[santé]le directeur justifie l'exigence de la caution à l'hôpital régional de Bafoussam

Face au ministre de la Santé publique le lundi 14 novembre dernier, le Pr. George Enow Orock a précisé que cette initiative est une solution contre l’évasion des patients après avoir bénéficié des soins.

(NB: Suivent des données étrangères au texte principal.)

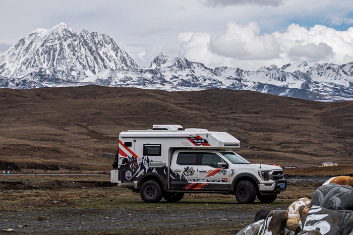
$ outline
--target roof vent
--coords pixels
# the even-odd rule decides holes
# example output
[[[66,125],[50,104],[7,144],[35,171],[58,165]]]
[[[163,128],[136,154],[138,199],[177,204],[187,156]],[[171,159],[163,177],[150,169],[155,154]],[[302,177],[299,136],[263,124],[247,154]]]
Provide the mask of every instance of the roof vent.
[[[180,125],[153,125],[154,131],[183,131],[183,127]]]
[[[185,129],[186,132],[207,132],[208,131],[207,129],[201,129],[200,128],[187,128]]]

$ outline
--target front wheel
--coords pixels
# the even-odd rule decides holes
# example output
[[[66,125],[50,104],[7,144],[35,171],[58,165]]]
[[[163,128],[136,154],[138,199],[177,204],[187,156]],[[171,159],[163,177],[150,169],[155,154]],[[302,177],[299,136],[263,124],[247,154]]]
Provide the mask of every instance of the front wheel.
[[[274,201],[277,198],[277,194],[272,194],[271,195],[257,195],[257,198],[263,203],[271,203]]]
[[[183,199],[184,193],[165,192],[163,198],[168,202],[178,202]]]
[[[236,198],[240,204],[250,204],[256,198],[256,188],[254,184],[249,181],[242,181],[236,188]]]
[[[162,187],[155,181],[147,181],[142,184],[140,195],[145,202],[158,202],[162,199]]]

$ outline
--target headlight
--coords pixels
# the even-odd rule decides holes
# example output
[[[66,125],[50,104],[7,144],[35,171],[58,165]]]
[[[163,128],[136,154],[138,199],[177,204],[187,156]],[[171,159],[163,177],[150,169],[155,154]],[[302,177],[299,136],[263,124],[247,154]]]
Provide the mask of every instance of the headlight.
[[[264,181],[268,181],[268,172],[267,171],[259,171],[259,176]]]

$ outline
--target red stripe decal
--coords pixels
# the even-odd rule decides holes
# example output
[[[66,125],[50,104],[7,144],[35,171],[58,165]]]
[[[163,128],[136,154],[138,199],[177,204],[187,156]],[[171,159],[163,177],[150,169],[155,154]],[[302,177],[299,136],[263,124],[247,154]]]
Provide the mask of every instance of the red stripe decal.
[[[131,151],[131,149],[129,149],[129,148],[128,148],[127,147],[125,147],[125,145],[124,144],[124,143],[123,143],[123,142],[122,142],[122,141],[120,140],[119,140],[119,144],[120,144],[120,145],[121,145],[122,146],[124,147],[124,148],[125,149],[126,149],[126,150],[127,150],[128,152],[129,152],[131,155],[132,155],[133,156],[134,156],[135,157],[135,158],[137,158],[138,157],[139,157],[136,154],[135,154],[135,153],[134,153],[134,152],[133,152],[132,151]]]
[[[186,188],[185,188],[185,190],[188,190],[188,189],[192,188],[196,184],[196,183],[193,183],[190,184]]]
[[[205,186],[206,186],[207,185],[207,184],[206,183],[200,184],[196,187],[195,187],[194,189],[193,189],[193,190],[200,190],[200,189],[202,189]]]
[[[120,155],[122,157],[126,157],[128,156],[128,154],[125,153],[125,152],[123,151],[123,149],[122,149],[122,148],[119,148],[119,155]]]
[[[218,172],[219,171],[221,170],[221,169],[222,169],[221,168],[217,168],[216,169],[213,170],[212,171],[212,172],[210,172],[210,173],[208,174],[208,175],[207,175],[206,177],[209,177],[210,176],[213,176],[215,174],[216,174],[217,173],[217,172]]]

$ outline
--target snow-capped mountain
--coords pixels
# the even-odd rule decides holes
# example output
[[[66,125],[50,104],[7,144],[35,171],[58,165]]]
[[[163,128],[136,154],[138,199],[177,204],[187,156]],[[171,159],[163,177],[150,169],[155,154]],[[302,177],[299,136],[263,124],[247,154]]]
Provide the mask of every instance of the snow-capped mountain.
[[[353,63],[305,62],[255,71],[210,69],[161,52],[149,68],[134,60],[106,34],[77,34],[62,23],[38,29],[0,56],[0,87],[30,89],[86,85],[160,89],[249,90],[322,101],[353,100]]]

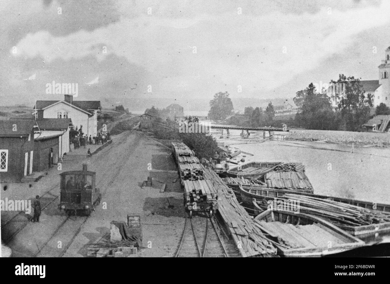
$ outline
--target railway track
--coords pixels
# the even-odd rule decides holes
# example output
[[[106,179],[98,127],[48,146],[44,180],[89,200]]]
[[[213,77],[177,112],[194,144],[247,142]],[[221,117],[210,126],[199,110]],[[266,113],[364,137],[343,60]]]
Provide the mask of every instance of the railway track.
[[[234,243],[221,233],[215,217],[186,217],[176,257],[239,257]]]
[[[129,134],[133,132],[133,130],[130,130],[129,131],[128,134]],[[117,145],[120,145],[123,143],[125,143],[127,141],[128,137],[129,136],[128,135],[124,136],[123,139],[121,139],[117,142]],[[108,153],[107,153],[103,152],[102,153],[102,154],[103,155],[103,157],[108,155]],[[117,162],[115,163],[115,165],[116,166],[117,166],[120,163],[119,167],[120,168],[121,167],[126,164],[128,160],[128,158],[126,156],[124,155],[123,156],[123,159],[121,159],[121,161],[116,161]],[[117,162],[119,162],[118,163]],[[82,162],[78,163],[78,164],[80,164],[81,162]],[[105,183],[107,181],[108,181],[107,186],[108,187],[115,181],[116,178],[119,174],[119,171],[117,170],[117,169],[115,169],[114,167],[112,168],[108,167],[108,168],[110,169],[104,172],[103,173],[102,175],[100,176],[100,178],[99,178],[99,182],[97,182],[96,183],[97,185],[99,184],[101,184],[103,183]],[[111,176],[111,178],[109,179],[108,177],[110,176]],[[108,180],[108,181],[107,180]],[[59,185],[59,183],[58,183],[52,187],[49,191],[46,192],[43,196],[43,197],[47,194],[50,194],[50,192],[55,189],[57,188]],[[106,192],[106,191],[104,191],[102,192],[102,197],[105,195]],[[51,195],[53,196],[53,198],[51,199],[47,204],[45,204],[44,206],[42,207],[42,211],[43,211],[45,209],[46,209],[46,208],[48,206],[51,204],[54,201],[58,198],[59,197],[59,195],[55,195],[52,194],[51,194]],[[8,220],[5,225],[9,225],[13,222],[13,221],[19,221],[19,220],[17,220],[19,219],[18,218],[18,216],[21,216],[22,213],[24,214],[25,213],[24,212],[20,212],[14,216],[11,219]],[[88,219],[89,217],[89,216],[78,217],[76,220],[74,220],[71,218],[71,216],[67,216],[67,217],[59,224],[58,226],[56,228],[55,231],[47,239],[46,241],[43,244],[43,245],[41,247],[37,247],[38,250],[37,251],[35,252],[35,253],[34,253],[33,255],[34,256],[37,257],[47,255],[47,254],[48,254],[48,253],[50,252],[51,249],[52,249],[53,247],[55,247],[57,242],[55,240],[59,238],[59,236],[64,235],[67,235],[71,237],[70,240],[69,242],[66,242],[66,244],[65,247],[62,250],[61,252],[57,255],[57,256],[60,257],[63,256],[66,252],[68,249],[73,242],[73,241],[77,236],[77,235],[80,232],[83,225],[84,225],[84,224]],[[71,224],[71,226],[72,227],[72,231],[73,231],[73,229],[74,228],[74,227],[75,227],[76,228],[75,232],[74,233],[72,232],[71,233],[71,235],[69,235],[69,233],[70,233],[70,232],[69,231],[70,228],[69,227],[71,226],[71,225],[69,224],[69,221],[70,220],[75,221],[76,222],[76,224]],[[4,240],[5,243],[6,244],[8,243],[15,236],[17,235],[19,233],[22,231],[22,230],[26,226],[29,222],[29,220],[28,219],[24,220],[22,224],[19,226],[18,229],[14,232],[13,232],[9,237],[7,238],[6,240]]]

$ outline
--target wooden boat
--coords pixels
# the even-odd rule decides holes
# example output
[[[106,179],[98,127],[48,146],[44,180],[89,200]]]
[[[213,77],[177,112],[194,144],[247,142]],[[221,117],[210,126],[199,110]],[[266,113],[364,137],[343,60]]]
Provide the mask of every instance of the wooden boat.
[[[227,176],[255,178],[263,176],[282,164],[281,162],[251,162],[227,171]]]
[[[329,222],[301,213],[268,209],[254,221],[281,256],[323,256],[365,245]]]
[[[239,185],[240,193],[243,202],[248,204],[251,204],[252,199],[256,199],[257,200],[261,201],[269,198],[273,199],[275,197],[281,196],[285,193],[297,193],[305,194],[312,194],[312,189],[302,189],[298,191],[289,189],[278,189],[275,188],[269,188],[264,186],[253,186],[251,187]]]
[[[301,195],[302,196],[314,197],[324,200],[331,200],[350,204],[355,206],[358,206],[372,210],[373,213],[376,211],[390,212],[390,205],[386,204],[376,204],[377,209],[372,209],[372,203],[367,201],[362,201],[347,198],[342,198],[333,196],[327,196],[324,195],[314,194],[305,192],[294,191],[292,191],[275,189],[264,188],[254,188],[253,187],[241,187],[240,192],[241,200],[246,204],[252,204],[254,199],[259,203],[264,202],[264,201],[273,200],[276,198],[281,198],[286,194],[292,194]],[[257,206],[258,208],[258,206]],[[254,209],[256,209],[255,208]],[[378,209],[379,209],[378,210]],[[261,209],[260,211],[255,211],[254,214],[256,215],[262,212],[264,209]],[[328,220],[332,222],[331,220]],[[346,230],[353,236],[358,236],[360,238],[367,238],[375,235],[377,233],[383,233],[390,232],[390,222],[385,222],[381,223],[371,224],[370,224],[358,225],[342,225],[334,222],[334,224],[339,228]]]
[[[362,201],[354,199],[343,198],[341,197],[315,194],[312,192],[310,192],[310,191],[306,190],[301,191],[291,191],[288,189],[278,189],[259,186],[248,187],[243,185],[240,188],[240,191],[243,201],[246,202],[248,204],[252,203],[252,198],[256,198],[257,200],[261,201],[264,199],[265,197],[273,198],[275,197],[281,196],[285,193],[307,195],[322,199],[346,203],[369,209],[372,209],[372,206],[374,204],[374,202],[368,201]],[[375,203],[375,204],[376,206],[375,210],[383,212],[390,212],[390,205],[383,203]]]

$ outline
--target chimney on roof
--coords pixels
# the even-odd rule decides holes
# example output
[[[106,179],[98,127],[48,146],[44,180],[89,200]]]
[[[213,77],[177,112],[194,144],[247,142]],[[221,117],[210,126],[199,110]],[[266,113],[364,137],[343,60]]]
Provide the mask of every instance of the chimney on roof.
[[[69,102],[69,103],[70,103],[71,100],[73,101],[73,99],[72,99],[72,95],[65,95],[64,101],[67,102]]]

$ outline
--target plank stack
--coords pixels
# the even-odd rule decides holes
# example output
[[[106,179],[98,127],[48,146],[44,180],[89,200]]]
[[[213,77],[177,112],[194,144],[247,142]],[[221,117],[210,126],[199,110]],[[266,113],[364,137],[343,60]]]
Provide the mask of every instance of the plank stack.
[[[222,178],[222,180],[229,185],[238,185],[241,184],[243,185],[264,185],[265,183],[259,180],[255,180],[253,178]]]
[[[184,180],[184,183],[187,203],[216,203],[217,192],[209,180]]]
[[[303,171],[271,171],[266,174],[264,179],[267,186],[271,188],[297,191],[313,189]]]
[[[282,198],[299,201],[302,213],[318,216],[336,226],[359,226],[390,222],[390,212],[290,193],[284,195]]]
[[[176,163],[178,164],[179,163],[179,157],[195,157],[195,153],[184,143],[172,142],[172,155],[175,158]]]
[[[212,183],[218,192],[218,212],[227,224],[233,240],[244,257],[255,256],[269,257],[276,249],[269,242],[248,212],[239,203],[232,191],[211,169],[204,169],[205,179]]]
[[[305,166],[301,163],[284,163],[277,166],[273,170],[275,171],[304,171]]]
[[[199,159],[196,157],[178,157],[179,164],[200,164]]]
[[[203,170],[200,164],[179,164],[179,168],[182,181],[203,179]]]

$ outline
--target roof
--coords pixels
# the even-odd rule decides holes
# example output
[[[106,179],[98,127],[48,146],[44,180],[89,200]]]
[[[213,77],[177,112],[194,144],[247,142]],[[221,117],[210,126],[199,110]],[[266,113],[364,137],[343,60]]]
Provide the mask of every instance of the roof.
[[[71,104],[64,101],[37,101],[37,109],[42,109],[46,108],[58,102],[63,102],[65,103]],[[100,101],[72,101],[71,104],[73,106],[85,111],[101,109]],[[33,108],[35,108],[35,105]]]
[[[379,88],[381,84],[379,80],[370,80],[359,81],[362,88],[366,92],[374,92]]]
[[[64,134],[64,132],[65,131],[62,130],[43,130],[41,131],[41,135],[36,138],[34,137],[34,140],[44,140],[58,137]]]
[[[376,124],[379,125],[381,124],[383,121],[383,120],[389,117],[390,116],[386,115],[376,115],[363,124],[363,126],[367,127],[372,127],[372,125]]]
[[[72,123],[70,118],[41,118],[37,120],[41,130],[67,129]]]
[[[35,124],[34,119],[0,120],[0,137],[28,136]]]

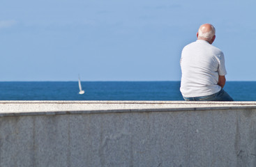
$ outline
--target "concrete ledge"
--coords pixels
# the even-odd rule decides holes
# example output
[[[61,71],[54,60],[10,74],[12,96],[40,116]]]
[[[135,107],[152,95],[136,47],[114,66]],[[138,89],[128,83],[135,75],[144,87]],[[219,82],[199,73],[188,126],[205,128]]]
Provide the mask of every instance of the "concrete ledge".
[[[256,102],[0,101],[0,117],[256,109]]]
[[[1,101],[0,166],[256,166],[256,102]]]

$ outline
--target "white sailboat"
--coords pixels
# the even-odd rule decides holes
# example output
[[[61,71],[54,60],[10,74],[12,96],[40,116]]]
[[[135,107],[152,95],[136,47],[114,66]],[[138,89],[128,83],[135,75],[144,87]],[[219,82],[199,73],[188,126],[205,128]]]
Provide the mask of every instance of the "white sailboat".
[[[79,94],[82,95],[84,93],[84,90],[82,90],[82,86],[81,86],[81,81],[80,81],[80,78],[78,77],[78,86],[79,86]]]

L’hôpital régional de Bafoussam a besoin des fonds pour pouvoir offrir des soins appropriés à ses patients. Le scanner est toujours en panne. Une réalité qui dure depuis des années. L’ambulance médicalisée est également en panne. La morgue dans un état de vétusté avancée avec un besoin de six chambres neuves aux normes requises. Ces doléances ont été portées à la connaissance du ministre de la Santé publique (Minsanté) lors de sa visite de travail dans ce centre hospitalier le lundi 14 novembre dernier. La mise en fonction du Centre hospitalier régional de Bafoussam avec un plateau technique de pointe, l’hôpital régional de Bafoussam a vu le nombre de fréquentations réduit de manière considération selon certaines indiscrétions. « Notre ambulance médicalisée ne peut pas sortir de la ville. La seule de la région est en panne. Il faut au moins 1.500.000 F pour la réparer. Bref, cette ambulance n’est pas adaptée à nos réalités. C’est pour cela que nous souhaitons que le ministère puisse nous doter d’une nouvelle ambulance médicalisée. Il y a une vétusté de quelques unités de notre hôpital : la morgue. Elle est créée à l’exception de cet hôpital. Cela veut dire que c’est plus de 70 ans. Nous avons besoin d’au moins six chambres neuves », a énuméré Pr. George Enow Orock, directeur de l’hôpital régional de Bafoussam.
Selon ses déclarations, cet hôpital fait tout pour respecter les prescriptions de la hiérarchie pour ce qui est de l’humanisation des soins de santé au Cameroun.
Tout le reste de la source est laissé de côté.